Il nuovo lungometraggio del regista di Milano – tratto dal libro di memorie “Lacrime di sale” (pubblicato da Mondadori) – racconta la storia di Nour (Linda Mresy), ragazzina di 10 anni che ha affrontato da sola il viaggio verso l’Europa attraverso il Mediterraneo. Di origine siriana, la giovane ha perso il padre, ucciso, e la madre, che in mezzo al caos del naufragio non trova più. A Lampedusa c’è Pietro Bartolo, che tenta di accudirla, ma deve fare i conti con una ragazzina indipendente e ribelle: il medico decide di prendersi cura di lei e, un passo dopo l’altro, riesce a conquistare la sua fiducia…

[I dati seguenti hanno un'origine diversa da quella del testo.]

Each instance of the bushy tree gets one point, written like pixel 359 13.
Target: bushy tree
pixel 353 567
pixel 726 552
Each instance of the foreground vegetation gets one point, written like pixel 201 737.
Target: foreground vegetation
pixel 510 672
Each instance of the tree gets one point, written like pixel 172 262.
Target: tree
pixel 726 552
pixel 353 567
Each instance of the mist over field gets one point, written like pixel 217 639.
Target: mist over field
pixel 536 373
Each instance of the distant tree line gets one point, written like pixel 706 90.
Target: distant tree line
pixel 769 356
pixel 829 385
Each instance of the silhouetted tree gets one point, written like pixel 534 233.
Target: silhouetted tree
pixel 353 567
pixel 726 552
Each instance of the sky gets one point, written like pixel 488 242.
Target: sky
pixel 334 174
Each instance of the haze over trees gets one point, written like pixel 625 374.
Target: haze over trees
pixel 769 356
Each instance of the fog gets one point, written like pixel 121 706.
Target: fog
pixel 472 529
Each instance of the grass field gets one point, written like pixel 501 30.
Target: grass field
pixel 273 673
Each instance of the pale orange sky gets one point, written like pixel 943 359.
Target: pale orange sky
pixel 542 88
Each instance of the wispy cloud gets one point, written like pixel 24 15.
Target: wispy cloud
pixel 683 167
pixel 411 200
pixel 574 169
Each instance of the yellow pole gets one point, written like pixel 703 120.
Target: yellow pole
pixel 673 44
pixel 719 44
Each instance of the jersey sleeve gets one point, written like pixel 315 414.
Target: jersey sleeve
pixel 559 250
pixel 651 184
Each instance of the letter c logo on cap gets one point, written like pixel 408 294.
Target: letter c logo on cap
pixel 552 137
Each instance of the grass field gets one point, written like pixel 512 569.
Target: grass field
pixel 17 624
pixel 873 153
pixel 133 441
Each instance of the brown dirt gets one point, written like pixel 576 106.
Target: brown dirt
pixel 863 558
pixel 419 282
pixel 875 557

Dopo aver preso parte al film documentario Fuocoammare di Gianfranco Rosi (Orso d’oro al Festival di Berlino 66 e candidato all’Oscar nel 2017 per il Miglior documentario), Pietro Bartolo è nuovamente protagonista sul grande schermo: questa volta però è Castellitto a vestire i suoi panni in un lungometraggio che mescola documentario e finzione con maestria, andando a lambire il confine tra il vero e il verosimile. Toccante l’inserimento di immagini d’archivio del recupero di corpi in mare: un pugno allo stomaco per lo spettatore, necessario per portare l’opera sulla dimensione della realtà. Attenzione però: non parliamo di spettacolarizzazione del dolore – accusa rivolta ai media in epoca di guerra -, ma di cinema verità, cinema vita. Ci troviamo di fronte a un film che scuote le coscienze e lo fa senza retorica: mostra al mondo cosa succedeva (e succede ancora oggi) a Lampedusa, tra atrocità e sofferenza.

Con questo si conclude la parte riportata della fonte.